You can run it on the commandline if you have it installed globally and you can install the ruff plugin for vscode that automatically formats your code when you save it.
$ ruff format # Just the "black" visual part
$ ruff check # Syntax checks
$ ruff check --fix # Safe fixes for syntax errors
Pytest¶
Pytest is the best test runner. Nicer to work with than python’s standard unittest
framework. Tests are discovered automatically when they’re called test_*.py
and they work with simple assert
statements. Just look at the test of nens-meta itself. Ask a programmer about a quick demo or read the Pytest documentation.

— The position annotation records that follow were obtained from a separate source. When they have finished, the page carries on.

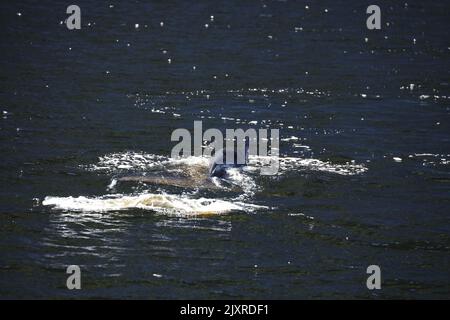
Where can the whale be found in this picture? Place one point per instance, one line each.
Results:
(220, 163)
(198, 177)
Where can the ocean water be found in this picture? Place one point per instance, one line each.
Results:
(364, 173)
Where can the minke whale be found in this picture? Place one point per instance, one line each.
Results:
(197, 176)
(220, 164)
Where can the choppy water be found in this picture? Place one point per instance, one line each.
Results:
(364, 172)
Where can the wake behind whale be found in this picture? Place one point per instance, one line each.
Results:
(185, 186)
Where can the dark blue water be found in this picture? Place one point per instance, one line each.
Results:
(363, 116)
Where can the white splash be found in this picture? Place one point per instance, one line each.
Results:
(181, 205)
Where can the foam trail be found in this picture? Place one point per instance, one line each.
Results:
(164, 203)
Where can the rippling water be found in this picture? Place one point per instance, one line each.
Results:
(364, 169)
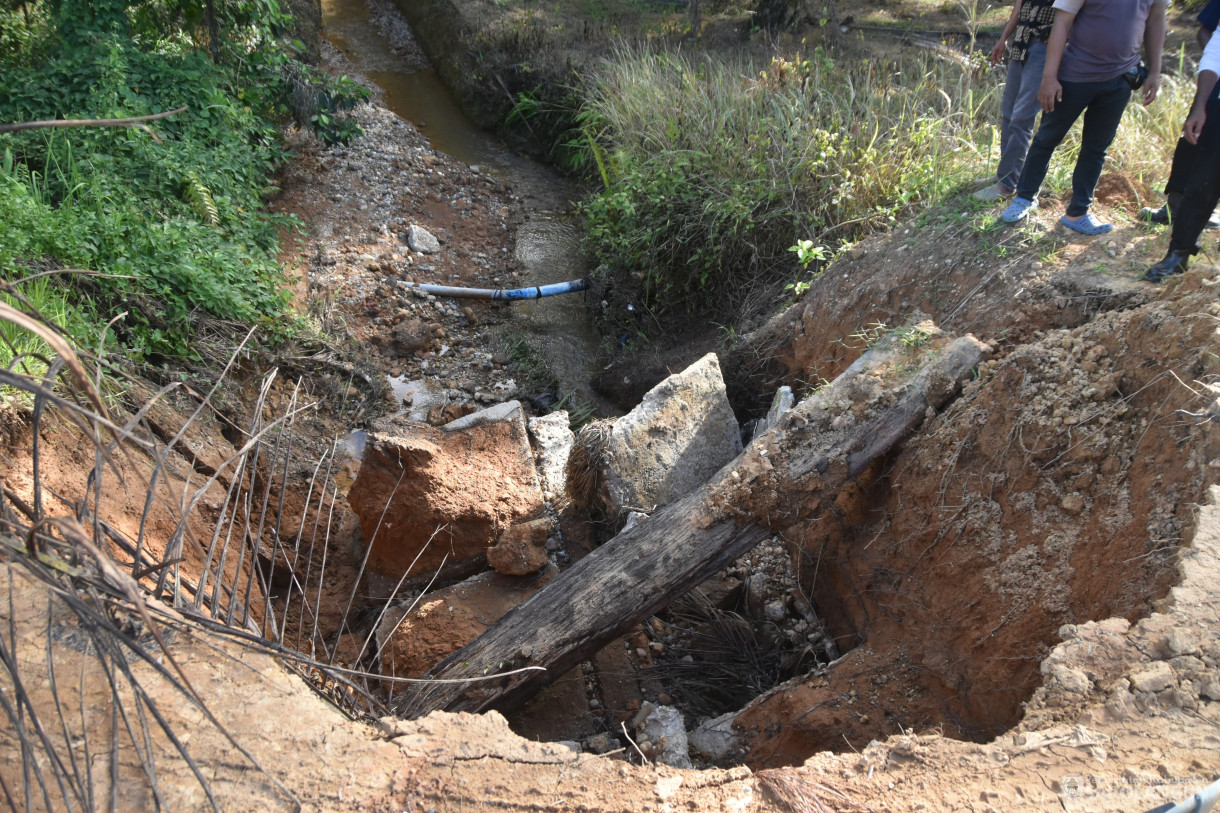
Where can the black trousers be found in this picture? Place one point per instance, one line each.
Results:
(1199, 181)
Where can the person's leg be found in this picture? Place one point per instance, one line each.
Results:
(1101, 123)
(1199, 198)
(1011, 89)
(1051, 133)
(1180, 170)
(1020, 114)
(1202, 193)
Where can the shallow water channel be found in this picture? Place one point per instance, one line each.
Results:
(548, 242)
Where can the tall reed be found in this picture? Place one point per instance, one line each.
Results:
(715, 167)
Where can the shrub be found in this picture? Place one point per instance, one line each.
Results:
(714, 169)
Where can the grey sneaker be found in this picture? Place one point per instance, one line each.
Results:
(994, 192)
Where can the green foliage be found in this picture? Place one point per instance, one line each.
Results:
(176, 226)
(20, 349)
(807, 254)
(714, 167)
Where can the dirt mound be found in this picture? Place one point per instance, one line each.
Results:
(1058, 490)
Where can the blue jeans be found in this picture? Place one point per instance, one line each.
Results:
(1102, 104)
(1019, 112)
(1202, 189)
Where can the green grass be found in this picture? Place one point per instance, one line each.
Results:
(714, 169)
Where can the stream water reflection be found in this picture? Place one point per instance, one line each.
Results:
(549, 241)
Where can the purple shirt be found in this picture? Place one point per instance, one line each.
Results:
(1105, 38)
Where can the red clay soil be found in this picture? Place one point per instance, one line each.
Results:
(1058, 490)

(.venv) $ pytest # Note: activate the virtualenv!
(.venv) $ pytest -l # Show local variables when there's an error
(.venv) $ pytest -x # Stop immediately upon the first error
Everything (like vscode) that recognises a virtualenv should be able to run pytest out of the box.
Coverage¶
TODO, resurrect “createcoverage” for this.

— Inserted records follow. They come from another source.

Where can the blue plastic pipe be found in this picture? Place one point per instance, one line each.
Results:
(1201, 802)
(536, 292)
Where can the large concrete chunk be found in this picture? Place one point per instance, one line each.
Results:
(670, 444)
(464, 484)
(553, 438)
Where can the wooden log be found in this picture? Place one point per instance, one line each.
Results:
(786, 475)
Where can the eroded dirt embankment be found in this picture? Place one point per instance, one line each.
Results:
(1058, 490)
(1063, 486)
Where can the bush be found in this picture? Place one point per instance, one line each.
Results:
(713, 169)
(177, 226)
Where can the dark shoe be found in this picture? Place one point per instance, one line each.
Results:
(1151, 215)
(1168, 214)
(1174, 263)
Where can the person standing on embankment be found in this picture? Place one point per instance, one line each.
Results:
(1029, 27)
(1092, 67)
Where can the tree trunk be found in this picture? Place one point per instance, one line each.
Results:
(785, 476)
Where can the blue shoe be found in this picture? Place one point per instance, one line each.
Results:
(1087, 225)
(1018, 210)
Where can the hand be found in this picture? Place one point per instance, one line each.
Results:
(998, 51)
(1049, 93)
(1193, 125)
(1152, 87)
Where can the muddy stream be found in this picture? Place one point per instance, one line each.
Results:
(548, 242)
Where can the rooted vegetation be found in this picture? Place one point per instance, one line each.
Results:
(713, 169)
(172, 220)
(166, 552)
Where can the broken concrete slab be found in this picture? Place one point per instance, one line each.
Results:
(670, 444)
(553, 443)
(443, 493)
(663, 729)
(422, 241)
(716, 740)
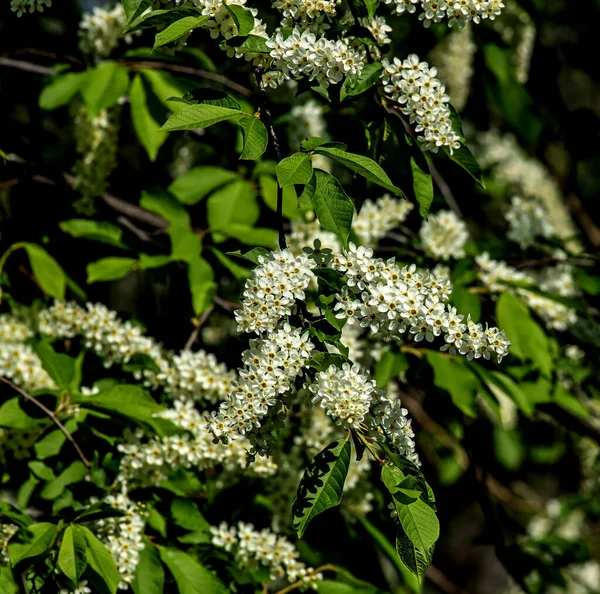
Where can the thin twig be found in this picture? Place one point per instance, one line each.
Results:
(435, 174)
(50, 414)
(198, 72)
(443, 582)
(26, 66)
(267, 118)
(194, 335)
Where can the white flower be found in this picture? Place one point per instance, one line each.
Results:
(444, 235)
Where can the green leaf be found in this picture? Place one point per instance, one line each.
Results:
(422, 182)
(202, 285)
(104, 86)
(108, 269)
(333, 207)
(242, 17)
(134, 8)
(197, 116)
(163, 204)
(101, 561)
(255, 137)
(322, 484)
(13, 515)
(198, 182)
(390, 552)
(145, 124)
(149, 575)
(359, 83)
(235, 203)
(30, 542)
(415, 560)
(419, 527)
(252, 43)
(157, 261)
(191, 577)
(160, 18)
(251, 255)
(95, 230)
(7, 581)
(528, 339)
(61, 90)
(296, 169)
(131, 402)
(313, 142)
(178, 29)
(46, 271)
(255, 236)
(268, 190)
(238, 271)
(74, 473)
(60, 367)
(466, 302)
(72, 554)
(361, 165)
(388, 367)
(14, 417)
(501, 385)
(451, 375)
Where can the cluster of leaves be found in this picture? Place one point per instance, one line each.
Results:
(193, 234)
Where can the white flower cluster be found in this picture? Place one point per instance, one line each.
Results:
(392, 300)
(272, 550)
(271, 293)
(149, 462)
(304, 10)
(527, 219)
(444, 236)
(6, 532)
(102, 331)
(415, 86)
(456, 12)
(375, 219)
(16, 444)
(527, 177)
(391, 420)
(122, 535)
(303, 54)
(195, 375)
(345, 394)
(82, 588)
(96, 141)
(271, 366)
(100, 31)
(557, 280)
(23, 6)
(379, 29)
(453, 57)
(18, 361)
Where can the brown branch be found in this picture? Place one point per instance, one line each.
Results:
(443, 582)
(26, 66)
(50, 414)
(197, 72)
(446, 439)
(435, 174)
(198, 324)
(583, 218)
(580, 426)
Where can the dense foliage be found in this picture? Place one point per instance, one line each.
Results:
(275, 317)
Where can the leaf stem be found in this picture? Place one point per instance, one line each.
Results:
(267, 119)
(50, 414)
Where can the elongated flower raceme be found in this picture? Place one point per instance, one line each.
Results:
(393, 301)
(415, 86)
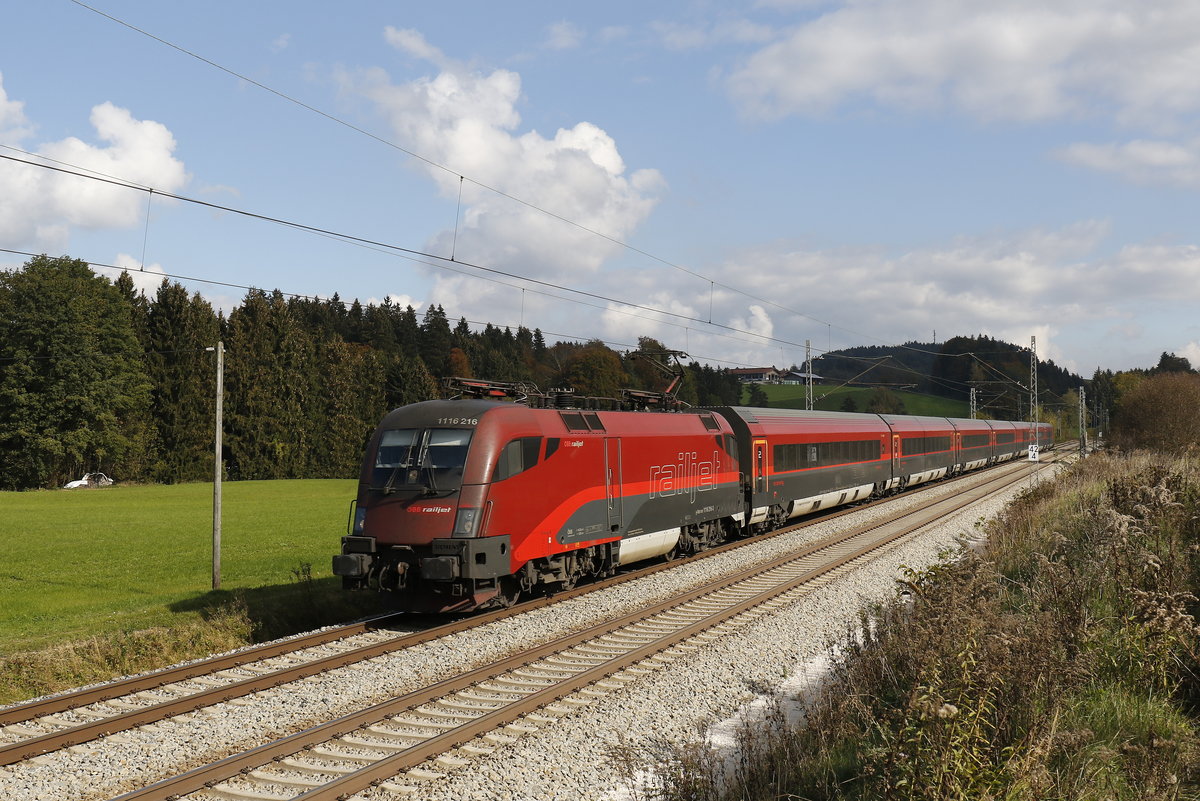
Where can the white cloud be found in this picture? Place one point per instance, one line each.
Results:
(690, 36)
(414, 44)
(1008, 59)
(1140, 161)
(563, 36)
(468, 120)
(13, 125)
(39, 208)
(145, 279)
(1011, 285)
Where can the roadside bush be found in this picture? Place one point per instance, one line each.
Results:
(1162, 413)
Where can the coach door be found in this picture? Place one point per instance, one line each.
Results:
(760, 467)
(612, 482)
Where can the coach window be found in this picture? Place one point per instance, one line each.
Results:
(516, 457)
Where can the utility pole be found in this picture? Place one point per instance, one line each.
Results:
(217, 468)
(808, 377)
(1033, 392)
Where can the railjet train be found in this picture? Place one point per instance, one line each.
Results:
(472, 503)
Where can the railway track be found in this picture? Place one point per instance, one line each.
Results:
(405, 741)
(76, 717)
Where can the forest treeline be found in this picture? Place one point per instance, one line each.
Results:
(997, 371)
(99, 377)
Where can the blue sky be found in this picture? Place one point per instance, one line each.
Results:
(844, 173)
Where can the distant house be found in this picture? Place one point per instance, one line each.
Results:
(757, 374)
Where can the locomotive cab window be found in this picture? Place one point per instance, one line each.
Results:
(431, 459)
(516, 457)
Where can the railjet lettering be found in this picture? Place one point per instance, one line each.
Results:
(688, 476)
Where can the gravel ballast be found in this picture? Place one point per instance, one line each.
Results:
(570, 759)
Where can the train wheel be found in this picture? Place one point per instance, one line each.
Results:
(508, 592)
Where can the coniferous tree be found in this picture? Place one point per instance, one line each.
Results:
(73, 391)
(436, 339)
(353, 391)
(270, 371)
(184, 378)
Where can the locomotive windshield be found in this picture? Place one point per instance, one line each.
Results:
(430, 461)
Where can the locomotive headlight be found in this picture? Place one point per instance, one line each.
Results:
(466, 522)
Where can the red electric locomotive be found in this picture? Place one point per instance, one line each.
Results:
(469, 503)
(466, 504)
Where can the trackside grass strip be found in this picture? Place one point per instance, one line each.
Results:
(102, 582)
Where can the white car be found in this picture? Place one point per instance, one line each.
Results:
(90, 481)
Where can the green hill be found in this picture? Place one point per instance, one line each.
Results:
(791, 396)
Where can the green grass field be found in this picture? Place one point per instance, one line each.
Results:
(85, 562)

Configured in pyproject.toml
, run via tox -e coverage
. Shows the coverage as a textual summary and generates htmlcov/index.html
for a nice visual representation.
If configured to do so, coverage will warn you if the coverage is lower than the configured minimum level. In .nens.toml, the minimum_coverage
setting in [tox]
can be set for this.
Pre-commit¶
Pre-commit is the tool to run all sorts of checks and formatters on your code. The big advantage is that pre-commit itself handles the installation of the checkers and formatters so that you don’t have to. Everything is done for you.
$ pip install pre-commit # One-time global install
$ pre-commit run --all # Just run this in every project
Optionally you can insert it into your git workflow with pre-commit install
, then pre-commit will run and will check your files before adding them to a commit. That’s something for the “hard-core” programmers, probably, as when there’s an error, getting past it might be a tad tricky.

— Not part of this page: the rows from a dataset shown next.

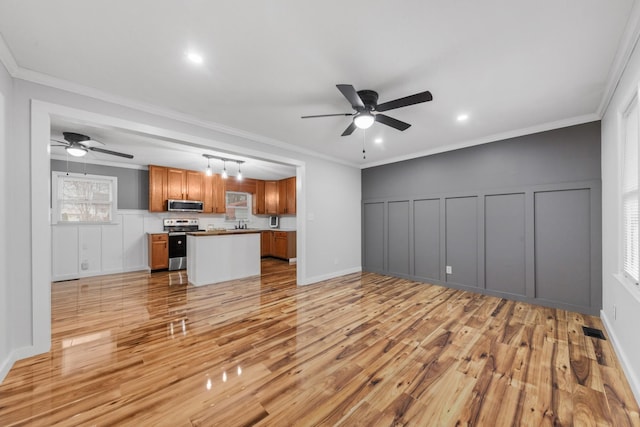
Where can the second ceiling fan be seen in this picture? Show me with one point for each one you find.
(367, 110)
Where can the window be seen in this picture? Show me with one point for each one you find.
(83, 198)
(630, 229)
(237, 206)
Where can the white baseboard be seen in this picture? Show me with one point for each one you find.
(632, 378)
(13, 357)
(320, 278)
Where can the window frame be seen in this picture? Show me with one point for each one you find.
(632, 108)
(57, 176)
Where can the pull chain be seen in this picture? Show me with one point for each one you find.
(364, 136)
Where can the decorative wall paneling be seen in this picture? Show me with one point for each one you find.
(92, 250)
(539, 244)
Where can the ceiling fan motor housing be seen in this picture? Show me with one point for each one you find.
(75, 137)
(369, 99)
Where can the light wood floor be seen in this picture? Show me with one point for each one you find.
(147, 349)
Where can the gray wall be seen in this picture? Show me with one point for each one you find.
(518, 218)
(133, 184)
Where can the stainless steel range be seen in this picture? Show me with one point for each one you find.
(178, 228)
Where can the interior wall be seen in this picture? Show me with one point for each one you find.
(621, 303)
(518, 218)
(6, 95)
(320, 235)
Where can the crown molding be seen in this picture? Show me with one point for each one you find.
(54, 82)
(626, 46)
(491, 138)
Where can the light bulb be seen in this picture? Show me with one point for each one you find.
(364, 120)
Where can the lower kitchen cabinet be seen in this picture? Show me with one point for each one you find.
(158, 251)
(278, 244)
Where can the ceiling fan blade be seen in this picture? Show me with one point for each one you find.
(352, 96)
(65, 143)
(403, 102)
(349, 130)
(390, 121)
(326, 115)
(113, 153)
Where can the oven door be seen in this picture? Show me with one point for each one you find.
(177, 251)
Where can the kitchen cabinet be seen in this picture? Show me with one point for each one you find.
(284, 244)
(287, 196)
(265, 243)
(278, 244)
(213, 194)
(184, 184)
(157, 188)
(258, 199)
(271, 197)
(158, 251)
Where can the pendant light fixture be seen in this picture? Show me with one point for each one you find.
(208, 171)
(224, 169)
(239, 176)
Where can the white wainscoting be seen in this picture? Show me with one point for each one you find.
(93, 250)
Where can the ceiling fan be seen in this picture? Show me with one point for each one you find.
(79, 145)
(365, 104)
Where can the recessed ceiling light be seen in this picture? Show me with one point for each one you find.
(195, 57)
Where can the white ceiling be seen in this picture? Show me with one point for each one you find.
(510, 65)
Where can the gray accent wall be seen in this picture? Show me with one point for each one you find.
(133, 184)
(518, 218)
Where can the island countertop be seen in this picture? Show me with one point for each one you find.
(222, 232)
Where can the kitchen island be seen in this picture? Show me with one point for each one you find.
(219, 256)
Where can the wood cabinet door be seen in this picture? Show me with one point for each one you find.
(290, 208)
(265, 243)
(271, 197)
(194, 184)
(280, 244)
(282, 197)
(175, 184)
(207, 196)
(258, 199)
(158, 251)
(157, 188)
(219, 201)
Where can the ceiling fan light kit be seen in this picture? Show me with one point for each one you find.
(76, 150)
(365, 104)
(364, 120)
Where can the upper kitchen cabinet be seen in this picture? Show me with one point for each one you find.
(157, 188)
(184, 184)
(287, 196)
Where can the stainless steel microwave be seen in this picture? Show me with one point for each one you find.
(185, 206)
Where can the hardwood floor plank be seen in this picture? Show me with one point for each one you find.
(363, 349)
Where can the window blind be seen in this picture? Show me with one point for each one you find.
(630, 225)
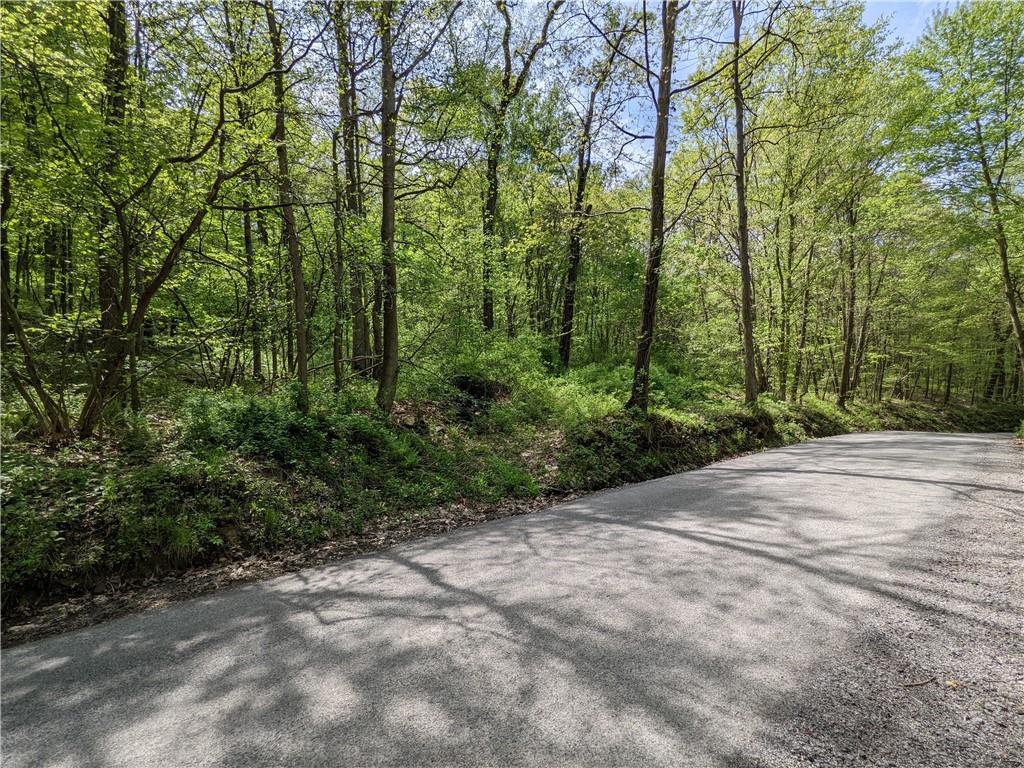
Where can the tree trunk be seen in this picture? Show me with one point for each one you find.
(489, 225)
(849, 313)
(751, 384)
(388, 376)
(640, 393)
(288, 210)
(348, 124)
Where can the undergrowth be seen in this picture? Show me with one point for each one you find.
(231, 473)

Pre-commit runs everything from ruff to spaces-at-the-end-of-lines checkers to yaml/toml syntax checkers. The configuration happens in .pre-commit-config.yaml.
Ansible-lint¶
When an ansible/
dir is found, ansible-lint is added to the pre-commit config.
See requirements.yml for necessary configuration.
Github actions¶
In the main/master
branch and in pull requests, a nens-meta
github action is automatically run. At least pre-commit. If you’re a python project also pytest. If you’ve configured coverage, that too.
The way everything is set up hopefully makes working with this kind of checks easier and more comfortable.
If you need more: you can have nens-meta ignore the workflow file and customize it fully. And you can always add a second workflow file next to it.
Dependabot¶
Dependabot is a service build into github. It does a lot of things. nens-meta currently only uses it to update the versions of actions used in the github action workflow steps.
In the future, proper python/javascript dependency checking could be added. Though you can always enable it yourself if you want, of course.